Carolyn died last week in Santa Monica, California. Many of her students and friends have shared their memories in published obituaries and tweets. In all there is the common thread of the ‘insider’ welcoming the ‘outsider’.
“…I believe, with a patriotic sincerity that would make a Legionnaire blush, that American literature is owned by everybody in America and that world lit is owned by everyone in the world and that we all get to have a say in it, not just a comparatively few men and women in the Northeast, no matter how decent and talented they may be.”
LA Times columnist, former book critic and writer, David Ulin described his relationship with Carolyn in 2014.
“Carolyn taught me how to be a writer in California. For her, that meant a three-dimensional literary life: writing, teaching and reviewing, all of them inextricable from the whole. As a critic, I have tried to follow her model that reviews should be part of an ongoing conversation with one’s readers, and should explicate something essential — not only whether or not we like a book, but also how it connects to, or reflects, our aesthetics, our world view. Carolyn has always regarded reading as an act of engagement . . . and reviewing, too.”
What is a mentor? What can we learn from the life of a writer if we have followed a completely different career path?
A mentor teaches you to be the three-dimensional human in your workplace vision of success.
In ‘Making a Literary Life, Carolyn offers two menu items: ‘Carolyn’s 18 Minute Chili’ and ‘Carolyn’s 18 Hour Chili’. For the writer, the two step (18 minute) is “a thousand words a day or two hours of revision” and “a charming note to a writer, editor or agent you admire – five days a week for the rest of your life”.

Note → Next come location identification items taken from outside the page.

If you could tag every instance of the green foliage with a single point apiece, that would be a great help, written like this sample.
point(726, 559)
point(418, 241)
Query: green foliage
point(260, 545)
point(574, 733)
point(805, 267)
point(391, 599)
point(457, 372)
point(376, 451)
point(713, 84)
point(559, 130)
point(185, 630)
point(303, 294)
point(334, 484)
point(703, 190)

This is what a mentor does, unselfishly shares their recipe for success with measurable, accountable advice. And the part about ‘charming notes’? It’s universal in its application. This is not about ‘sucking up’, but genuinely expressing gratitude or professional admiration, tied to a specific circumstance.
The ’18 hour chili alternative’ includes suggestions to “take an outside excursion once a week”, “pretend- in your mind – to be…”, and “make a list of what a … like you might want”.
We need to get outside our ‘comfort zone’ to stay creative. It’s essential to visualize what you would be like in your dream job, and equally important, to hold an image of what success looks like to you.
“You can go a surprisingly long time without figuring out the kind of person you are and in what direction your life is taking you.”
It’s why I will always be grateful for my encounter with Carolyn See, and why we all, outsiders included, need a mentor who keeps us honest and on track toward success.